Tower Bridge is a London bridge with a longstanding iconic status. Since it was built in 1886, Tower Bridge has become one of the most defining landmarks in London and represents a stage of Victorian innovation that’s remnants still stand all across the city today. Located close to the Tower of London, – hence the name – Tower Bridge is easy to reach for guests of spa hotels London via Tower Hill station.
If you’re planning on giving it a visit and want to learn a little bit more about this iconic landmark, these fascinating facts about Tower Bridge could elevate your visit and teach you a little bit more about London history.
The Design Was Decided by A Competition
This is not entirely true and gets a little bit complicated once you dig into the details. When it was decided that a bridge was to be built between Bermondsey and Tower Hill, a competition was opened to architects. More than 50 designs were presented but none were ever decided due to the specificities of a bascule bridge, which had been chosen as the optimum design for the kind of traffic expected to run across the bridge.
And One of The Judges Won!
Eventually the competition was abandoned due to the fact that none of the bridge designs produced the requirements needed. The design that guests of the Montcalm Marble Arch London see today are the result of one of the judges, Sir Horace Jones, originally passed on designs. This design was modified by engineer Sir John Wolfe Barry to fit the requirements.
River Crossings Before Tower Bridge
Due to the rapid development and urbanisation of East London, more than a million people lived east of London Bridge. Tower Bridge’s location was decided due to its proximity to the area of East London with the most commerce and homes and the bridge had to be built high enough to accommodate passing boats into what was once London’s port district in the Docklands. There was a growing need for a new river crossing, before Tower Bridge only Putney Bridge, London Bridge and Westminster Bridge existed, none of which could accommodate larger ships beneath it.
Its Colour Was Chosen as Camouflage
Queen Victoria loved chocolate, and chocolate brown was allegedly one of her favourite colours. Tower Bridge was originally painted chocolate brown but was changed to “battleship grey” before WW2 as camouflage. In 1977 the bridge was painted again, this time in the red, white and blue colours that it still boasts today. This last paint job took place in celebration of Queen Elizabeth’s Silver Jubilee.

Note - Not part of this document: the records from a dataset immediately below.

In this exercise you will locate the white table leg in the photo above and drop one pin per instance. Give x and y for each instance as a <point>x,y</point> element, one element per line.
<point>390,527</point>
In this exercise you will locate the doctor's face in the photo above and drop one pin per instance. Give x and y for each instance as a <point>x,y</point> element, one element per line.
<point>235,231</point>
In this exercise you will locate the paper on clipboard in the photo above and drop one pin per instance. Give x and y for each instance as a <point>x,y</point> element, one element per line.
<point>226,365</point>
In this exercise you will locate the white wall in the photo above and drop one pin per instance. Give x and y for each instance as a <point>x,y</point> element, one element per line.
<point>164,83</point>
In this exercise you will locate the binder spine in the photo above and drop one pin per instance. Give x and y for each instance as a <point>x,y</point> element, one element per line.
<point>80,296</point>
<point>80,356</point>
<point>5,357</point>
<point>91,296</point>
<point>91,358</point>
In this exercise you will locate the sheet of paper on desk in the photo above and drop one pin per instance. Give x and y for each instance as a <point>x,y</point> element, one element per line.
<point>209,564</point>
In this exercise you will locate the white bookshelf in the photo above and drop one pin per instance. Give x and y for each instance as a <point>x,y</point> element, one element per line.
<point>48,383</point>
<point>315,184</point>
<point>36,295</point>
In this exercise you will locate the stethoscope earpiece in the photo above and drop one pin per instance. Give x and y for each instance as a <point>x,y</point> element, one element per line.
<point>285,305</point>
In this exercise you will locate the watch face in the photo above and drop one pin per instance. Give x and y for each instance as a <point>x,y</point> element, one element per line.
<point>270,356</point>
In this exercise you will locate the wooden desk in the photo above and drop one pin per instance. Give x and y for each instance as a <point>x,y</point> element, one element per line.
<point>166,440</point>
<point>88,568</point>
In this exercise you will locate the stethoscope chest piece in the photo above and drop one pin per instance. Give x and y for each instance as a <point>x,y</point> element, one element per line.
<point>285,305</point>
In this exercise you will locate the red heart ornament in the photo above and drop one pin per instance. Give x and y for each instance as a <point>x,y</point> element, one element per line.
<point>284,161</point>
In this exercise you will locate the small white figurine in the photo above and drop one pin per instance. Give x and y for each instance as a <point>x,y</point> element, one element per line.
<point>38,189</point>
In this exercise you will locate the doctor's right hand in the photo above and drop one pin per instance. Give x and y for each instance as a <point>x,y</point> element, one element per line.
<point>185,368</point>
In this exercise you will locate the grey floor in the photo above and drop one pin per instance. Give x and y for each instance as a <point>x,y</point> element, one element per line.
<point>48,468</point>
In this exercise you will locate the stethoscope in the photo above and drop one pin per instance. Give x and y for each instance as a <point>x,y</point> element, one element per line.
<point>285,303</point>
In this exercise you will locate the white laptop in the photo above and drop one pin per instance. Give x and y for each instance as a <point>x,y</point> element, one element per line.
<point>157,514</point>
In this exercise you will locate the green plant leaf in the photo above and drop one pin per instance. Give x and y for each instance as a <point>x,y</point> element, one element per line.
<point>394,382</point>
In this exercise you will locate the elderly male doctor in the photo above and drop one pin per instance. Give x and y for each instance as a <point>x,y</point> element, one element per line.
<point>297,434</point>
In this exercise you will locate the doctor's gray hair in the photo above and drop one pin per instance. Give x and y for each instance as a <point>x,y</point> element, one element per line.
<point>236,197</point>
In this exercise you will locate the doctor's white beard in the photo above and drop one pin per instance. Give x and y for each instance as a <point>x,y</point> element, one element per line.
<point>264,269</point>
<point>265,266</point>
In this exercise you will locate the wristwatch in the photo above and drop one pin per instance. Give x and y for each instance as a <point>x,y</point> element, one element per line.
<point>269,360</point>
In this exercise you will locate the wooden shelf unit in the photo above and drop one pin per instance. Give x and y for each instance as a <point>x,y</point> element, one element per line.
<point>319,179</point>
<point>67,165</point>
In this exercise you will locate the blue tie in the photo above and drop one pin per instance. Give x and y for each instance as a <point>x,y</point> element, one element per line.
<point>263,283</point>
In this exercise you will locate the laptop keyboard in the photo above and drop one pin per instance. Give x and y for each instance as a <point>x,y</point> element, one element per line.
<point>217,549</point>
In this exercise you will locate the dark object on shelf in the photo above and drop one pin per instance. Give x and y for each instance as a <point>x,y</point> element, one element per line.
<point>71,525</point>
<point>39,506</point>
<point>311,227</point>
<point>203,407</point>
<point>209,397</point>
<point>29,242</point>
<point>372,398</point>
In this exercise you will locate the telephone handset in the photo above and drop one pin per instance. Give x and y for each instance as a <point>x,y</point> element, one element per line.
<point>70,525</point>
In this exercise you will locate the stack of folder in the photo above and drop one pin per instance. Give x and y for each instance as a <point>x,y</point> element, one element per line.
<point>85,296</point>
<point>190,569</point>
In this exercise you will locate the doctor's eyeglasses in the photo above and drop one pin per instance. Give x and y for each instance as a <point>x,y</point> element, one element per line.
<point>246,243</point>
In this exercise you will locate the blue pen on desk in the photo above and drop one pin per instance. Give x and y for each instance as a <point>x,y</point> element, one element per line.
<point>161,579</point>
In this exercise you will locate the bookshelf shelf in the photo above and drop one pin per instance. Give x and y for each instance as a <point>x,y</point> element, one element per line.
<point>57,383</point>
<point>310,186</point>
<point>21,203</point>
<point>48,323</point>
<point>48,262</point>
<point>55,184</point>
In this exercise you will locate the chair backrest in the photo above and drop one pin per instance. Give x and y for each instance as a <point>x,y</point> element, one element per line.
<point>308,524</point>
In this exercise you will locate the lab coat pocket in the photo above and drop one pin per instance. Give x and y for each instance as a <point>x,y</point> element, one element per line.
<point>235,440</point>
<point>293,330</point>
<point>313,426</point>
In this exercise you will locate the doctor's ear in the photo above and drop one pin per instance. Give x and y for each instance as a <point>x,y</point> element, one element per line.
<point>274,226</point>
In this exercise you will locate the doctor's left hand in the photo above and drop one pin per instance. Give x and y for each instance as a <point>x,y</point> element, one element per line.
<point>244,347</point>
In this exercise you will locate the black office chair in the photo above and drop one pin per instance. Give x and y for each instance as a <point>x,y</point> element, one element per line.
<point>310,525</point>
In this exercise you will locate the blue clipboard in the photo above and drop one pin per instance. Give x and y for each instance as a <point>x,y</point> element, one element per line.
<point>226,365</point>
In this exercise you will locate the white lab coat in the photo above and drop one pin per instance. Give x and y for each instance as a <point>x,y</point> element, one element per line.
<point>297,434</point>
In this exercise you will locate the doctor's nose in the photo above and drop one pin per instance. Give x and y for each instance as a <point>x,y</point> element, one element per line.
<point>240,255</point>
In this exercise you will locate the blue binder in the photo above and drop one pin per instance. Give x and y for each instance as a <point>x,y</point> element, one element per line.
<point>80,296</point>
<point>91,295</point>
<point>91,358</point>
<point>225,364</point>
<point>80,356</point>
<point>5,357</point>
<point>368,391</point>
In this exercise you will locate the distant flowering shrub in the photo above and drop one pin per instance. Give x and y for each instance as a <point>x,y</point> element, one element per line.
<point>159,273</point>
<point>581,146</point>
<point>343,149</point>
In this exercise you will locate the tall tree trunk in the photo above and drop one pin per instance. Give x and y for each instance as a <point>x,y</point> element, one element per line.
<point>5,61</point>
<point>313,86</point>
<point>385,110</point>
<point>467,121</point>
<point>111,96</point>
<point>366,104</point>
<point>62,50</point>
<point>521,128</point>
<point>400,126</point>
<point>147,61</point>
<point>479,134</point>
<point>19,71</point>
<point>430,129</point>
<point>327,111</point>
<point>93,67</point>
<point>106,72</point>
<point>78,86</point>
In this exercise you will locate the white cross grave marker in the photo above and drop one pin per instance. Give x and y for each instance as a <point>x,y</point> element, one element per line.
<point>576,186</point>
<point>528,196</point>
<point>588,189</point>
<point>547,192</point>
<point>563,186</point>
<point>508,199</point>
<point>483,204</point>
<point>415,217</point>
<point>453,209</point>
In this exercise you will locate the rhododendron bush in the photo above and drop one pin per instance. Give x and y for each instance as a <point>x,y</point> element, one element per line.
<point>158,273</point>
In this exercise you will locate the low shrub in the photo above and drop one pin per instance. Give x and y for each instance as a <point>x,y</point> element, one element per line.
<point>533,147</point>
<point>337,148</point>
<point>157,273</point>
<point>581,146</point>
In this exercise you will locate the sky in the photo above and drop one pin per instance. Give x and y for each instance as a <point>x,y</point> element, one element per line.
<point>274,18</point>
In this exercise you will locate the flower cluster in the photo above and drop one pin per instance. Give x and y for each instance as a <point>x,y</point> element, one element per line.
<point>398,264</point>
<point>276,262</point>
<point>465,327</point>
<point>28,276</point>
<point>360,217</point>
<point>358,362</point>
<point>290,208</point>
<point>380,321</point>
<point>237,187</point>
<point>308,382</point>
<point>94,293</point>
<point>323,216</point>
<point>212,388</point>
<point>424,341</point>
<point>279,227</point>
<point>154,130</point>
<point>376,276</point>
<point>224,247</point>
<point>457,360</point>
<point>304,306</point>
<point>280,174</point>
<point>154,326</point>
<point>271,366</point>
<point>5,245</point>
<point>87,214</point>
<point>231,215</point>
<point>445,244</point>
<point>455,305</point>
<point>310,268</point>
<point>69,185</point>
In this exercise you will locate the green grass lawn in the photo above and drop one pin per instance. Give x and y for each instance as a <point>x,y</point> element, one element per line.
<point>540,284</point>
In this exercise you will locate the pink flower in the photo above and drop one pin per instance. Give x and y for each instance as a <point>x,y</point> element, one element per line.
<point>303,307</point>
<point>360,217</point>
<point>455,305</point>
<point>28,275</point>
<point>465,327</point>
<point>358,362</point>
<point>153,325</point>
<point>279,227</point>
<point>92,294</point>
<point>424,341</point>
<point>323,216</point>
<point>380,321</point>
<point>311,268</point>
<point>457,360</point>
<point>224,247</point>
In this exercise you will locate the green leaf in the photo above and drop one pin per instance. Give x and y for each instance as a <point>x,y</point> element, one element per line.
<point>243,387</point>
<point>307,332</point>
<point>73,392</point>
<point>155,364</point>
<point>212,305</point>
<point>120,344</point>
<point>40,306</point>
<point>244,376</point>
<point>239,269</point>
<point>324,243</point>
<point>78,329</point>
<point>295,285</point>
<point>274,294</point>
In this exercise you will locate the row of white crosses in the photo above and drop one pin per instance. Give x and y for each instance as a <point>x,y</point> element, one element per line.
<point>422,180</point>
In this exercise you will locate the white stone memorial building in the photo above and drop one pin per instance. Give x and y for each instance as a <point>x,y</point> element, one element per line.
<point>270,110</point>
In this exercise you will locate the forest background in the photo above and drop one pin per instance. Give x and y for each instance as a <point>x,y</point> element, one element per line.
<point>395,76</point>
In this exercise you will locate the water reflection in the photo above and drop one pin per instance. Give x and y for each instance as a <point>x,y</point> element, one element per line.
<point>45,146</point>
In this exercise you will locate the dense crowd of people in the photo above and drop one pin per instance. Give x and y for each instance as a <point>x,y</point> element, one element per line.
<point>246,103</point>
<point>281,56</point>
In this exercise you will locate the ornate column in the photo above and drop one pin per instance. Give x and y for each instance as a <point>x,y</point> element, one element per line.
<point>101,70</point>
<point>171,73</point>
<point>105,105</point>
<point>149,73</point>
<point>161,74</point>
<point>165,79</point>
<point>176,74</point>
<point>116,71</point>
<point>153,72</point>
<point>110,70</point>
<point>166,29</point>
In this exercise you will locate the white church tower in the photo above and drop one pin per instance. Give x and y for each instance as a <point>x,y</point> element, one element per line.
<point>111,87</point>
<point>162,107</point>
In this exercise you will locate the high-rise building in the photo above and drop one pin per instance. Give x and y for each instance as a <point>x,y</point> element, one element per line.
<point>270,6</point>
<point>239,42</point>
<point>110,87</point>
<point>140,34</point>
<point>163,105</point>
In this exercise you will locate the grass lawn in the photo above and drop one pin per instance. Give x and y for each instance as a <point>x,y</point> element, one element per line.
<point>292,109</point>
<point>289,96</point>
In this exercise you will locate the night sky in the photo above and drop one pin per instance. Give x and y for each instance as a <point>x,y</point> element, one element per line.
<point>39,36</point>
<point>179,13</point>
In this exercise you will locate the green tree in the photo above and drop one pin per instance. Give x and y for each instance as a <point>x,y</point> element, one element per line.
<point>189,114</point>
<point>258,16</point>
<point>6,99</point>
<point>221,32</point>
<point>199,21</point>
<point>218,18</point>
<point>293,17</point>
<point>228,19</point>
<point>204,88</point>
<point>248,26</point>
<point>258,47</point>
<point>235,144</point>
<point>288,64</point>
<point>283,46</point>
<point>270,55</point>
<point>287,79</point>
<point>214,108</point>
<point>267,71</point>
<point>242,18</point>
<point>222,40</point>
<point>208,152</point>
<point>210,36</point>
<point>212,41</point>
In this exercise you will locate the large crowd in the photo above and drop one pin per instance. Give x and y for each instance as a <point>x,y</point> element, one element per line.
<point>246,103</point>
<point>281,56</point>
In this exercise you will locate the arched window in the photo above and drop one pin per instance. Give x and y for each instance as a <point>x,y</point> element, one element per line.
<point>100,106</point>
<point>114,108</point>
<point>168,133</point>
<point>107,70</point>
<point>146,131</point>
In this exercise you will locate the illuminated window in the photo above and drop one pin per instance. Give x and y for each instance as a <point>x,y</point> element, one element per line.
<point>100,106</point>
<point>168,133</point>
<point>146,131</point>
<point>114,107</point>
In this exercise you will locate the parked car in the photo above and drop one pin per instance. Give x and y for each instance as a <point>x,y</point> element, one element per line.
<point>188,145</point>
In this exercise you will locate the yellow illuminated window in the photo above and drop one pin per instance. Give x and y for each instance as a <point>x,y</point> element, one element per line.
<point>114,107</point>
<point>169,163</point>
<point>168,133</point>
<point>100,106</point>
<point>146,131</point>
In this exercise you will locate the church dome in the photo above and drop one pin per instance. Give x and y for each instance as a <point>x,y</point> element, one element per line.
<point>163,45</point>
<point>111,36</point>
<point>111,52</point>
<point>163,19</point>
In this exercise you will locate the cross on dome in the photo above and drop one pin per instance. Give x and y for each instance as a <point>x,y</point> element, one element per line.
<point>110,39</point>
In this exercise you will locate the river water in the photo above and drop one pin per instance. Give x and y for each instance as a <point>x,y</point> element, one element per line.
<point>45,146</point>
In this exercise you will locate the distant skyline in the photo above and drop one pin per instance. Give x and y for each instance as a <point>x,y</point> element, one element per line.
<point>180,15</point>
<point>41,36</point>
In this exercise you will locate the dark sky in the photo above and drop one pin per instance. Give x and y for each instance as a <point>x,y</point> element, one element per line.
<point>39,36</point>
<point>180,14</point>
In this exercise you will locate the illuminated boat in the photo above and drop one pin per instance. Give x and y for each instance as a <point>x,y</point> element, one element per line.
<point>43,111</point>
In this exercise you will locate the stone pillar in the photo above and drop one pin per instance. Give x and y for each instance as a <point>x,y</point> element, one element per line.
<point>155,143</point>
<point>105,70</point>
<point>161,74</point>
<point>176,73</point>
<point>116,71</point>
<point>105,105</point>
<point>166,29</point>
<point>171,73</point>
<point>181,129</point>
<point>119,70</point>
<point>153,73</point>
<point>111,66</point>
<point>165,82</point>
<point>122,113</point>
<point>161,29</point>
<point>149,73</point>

The Upper Walkway Was Once A Crime Hotspot
If you were on your way back across the bridge from the West End or restaurants near Marble Arch in the early 20th and late 19th centuries, you’d have to be very cautious crossing Tower Bridge. The upper walkways of the bridge had no elevator, and so were rife with crime. Nowadays, these upper walkways are part of the Tower Bridge Exhibition, which has installed an elevator and rebuilt the upper walkway, 42 metres above sea level, with a glass floor! Though you’ll no longer be in danger of a robbery, you might be in danger of vertigo.